A.現物出資を含む特定の取引により受け入れた資産や株式が「評価会社の有する資産」の一部である場合、その資産や株式の取得価額が著しく低い場合があります。この時、評価会社が資産を計算する上で、これらの低価額で受け入れた資産や株式(現物出資等受入れ資産)について、実際の相続税評価額から帳簿上の価額を差し引いた金額(現物出資等受入れ差額)を資産の帳簿価額に加算します。この結果、純資産価額の計算では、現物出資等受入れ差額に対する法人税額等に相当する金額は控除しないことになります。例えば、A社の株式を現物出資してB社を設立した場合、A社の株式の帳簿価額と相続税評価額との間の大きな差額は、B社の資産評価において直接的に現れないため、評価差額に対する法人税額等相当額の控除は発生しません。ただし、現物出資等受入れ資産の合計価額が評価会社の全資産の相続税評価額の20%以下であれば、その評価差額に対する法人税額等相当額の控除が可能です。

役員の死亡により会社が収受した生命保険金

Q. 役員が死亡したとき、退職金に充てるために会社を保険金の受取人として保険契約を結んだ場合、保険金の受け取りによる会計処理はどのように行うべきですか?

A. 会社が役員の死亡により生命保険金を受け取った場合、その受け取った保険金額を「生命保険金請求権」として資産として記録します。また、役員に支払った死亡退職金の金額と、退職金を差し引いた後の保険差益にかかる法人税額等を負債として計上します。
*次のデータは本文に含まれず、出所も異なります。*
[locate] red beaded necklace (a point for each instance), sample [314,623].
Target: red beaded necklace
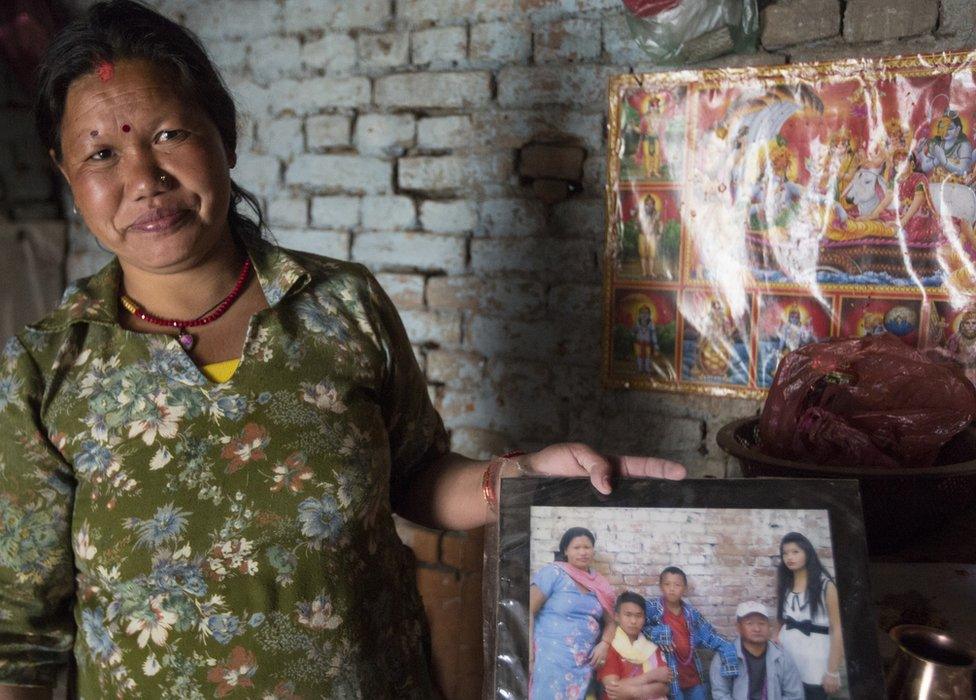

この保険金の受け取りと退職金の支払いによる会計処理を例として説明しますと、もし保険金が10,000,000円、支払う退職手当金が7,000,000円だった場合、資産の部には生命保険金請求権として10,000,000円、負債の部には未払退職手当金として7,000,000円、さらには保険差益に対する法人税等として1,110,000円を計上します。税額は保険金額から退職手当金を差し引いた金額に37%を乗じることで算出されます。したがって、保険金10,000,000円から退職手当金7,000,000円を引いた額に37%を乗じた1,110,000円が保険差益に対する法人税等として計算されます。